Summary of Sequence Lengths:
Row 1: Sequence Lengths - Column 0: 10, Column 1: 10
Row 2: Sequence Lengths - Column 0: 10, Column 1: 10
Row 3: Sequence Lengths - Column 0: 10, Column 1: 10
Row 4: Sequence Lengths - Column 0: 10, Column 1: 10
Row 5: Sequence Lengths - Column 0: 10, Column 1: 10
Row 6: Sequence Lengths - Column 0: 10, Column 1: 10
Row 7: Sequence Lengths - Column 0: 10, Column 1: 10
Row 8: Sequence Lengths - Column 0: 10, Column 1: 10
Row 9: Sequence Lengths - Column 0: 10, Column 1: 10
Row 10: Sequence Lengths - Column 0: 10, Column 1: 10


## Summary<a id='2.6_Explore_The_Data'></a>

Our initial steps involved transforming all characters to lowercase and eliminating any punctuation. Subsequently, we carried out text preprocessing using a tokenizer.
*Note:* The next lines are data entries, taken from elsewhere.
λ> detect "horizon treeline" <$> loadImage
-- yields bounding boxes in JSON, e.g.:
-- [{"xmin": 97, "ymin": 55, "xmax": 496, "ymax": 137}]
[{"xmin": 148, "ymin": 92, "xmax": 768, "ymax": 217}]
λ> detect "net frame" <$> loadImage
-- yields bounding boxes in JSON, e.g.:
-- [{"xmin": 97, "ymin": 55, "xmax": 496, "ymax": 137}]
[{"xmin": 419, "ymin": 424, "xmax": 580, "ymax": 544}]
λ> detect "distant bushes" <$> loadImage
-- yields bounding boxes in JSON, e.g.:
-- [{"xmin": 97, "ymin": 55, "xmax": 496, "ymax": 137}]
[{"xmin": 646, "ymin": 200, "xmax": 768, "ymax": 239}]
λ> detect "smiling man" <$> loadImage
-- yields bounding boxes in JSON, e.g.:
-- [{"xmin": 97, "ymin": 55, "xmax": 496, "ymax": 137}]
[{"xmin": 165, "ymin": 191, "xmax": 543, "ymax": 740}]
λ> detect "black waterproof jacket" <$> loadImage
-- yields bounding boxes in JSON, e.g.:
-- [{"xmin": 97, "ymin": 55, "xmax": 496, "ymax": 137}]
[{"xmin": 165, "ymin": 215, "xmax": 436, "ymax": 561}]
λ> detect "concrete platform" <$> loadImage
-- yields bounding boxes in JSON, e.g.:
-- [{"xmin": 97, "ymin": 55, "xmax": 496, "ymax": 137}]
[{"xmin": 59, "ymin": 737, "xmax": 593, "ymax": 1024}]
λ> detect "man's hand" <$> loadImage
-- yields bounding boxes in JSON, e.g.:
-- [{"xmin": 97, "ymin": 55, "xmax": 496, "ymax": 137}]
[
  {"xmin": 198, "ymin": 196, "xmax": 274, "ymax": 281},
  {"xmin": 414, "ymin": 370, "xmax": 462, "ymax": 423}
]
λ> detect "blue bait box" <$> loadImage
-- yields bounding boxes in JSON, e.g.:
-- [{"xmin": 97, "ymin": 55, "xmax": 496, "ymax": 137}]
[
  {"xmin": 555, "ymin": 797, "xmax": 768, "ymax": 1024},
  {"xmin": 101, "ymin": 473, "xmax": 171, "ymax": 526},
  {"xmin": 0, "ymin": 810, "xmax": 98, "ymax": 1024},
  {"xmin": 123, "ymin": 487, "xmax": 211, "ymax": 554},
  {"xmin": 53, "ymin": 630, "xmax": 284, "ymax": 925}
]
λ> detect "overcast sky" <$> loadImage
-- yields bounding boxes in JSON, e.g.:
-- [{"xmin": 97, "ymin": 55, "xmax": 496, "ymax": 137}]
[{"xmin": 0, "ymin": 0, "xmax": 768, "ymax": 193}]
This tool segments text into tokens based on specified rules. These tokens are then translated into numerical values and ultimately into tensors, which serve as inputs for the model. If the model demands supplementary inputs, the tokenizer integrates them.

The concluding phase encompassed the transformation of sentences into a consistent format. To achieve this, we employed a Padding strategy, which ensures that tensors are uniform in shape by introducing a distinctive padding token into shorter sentences.

With these preparations complete, the dataset stands poised for utilization with a pretrained model.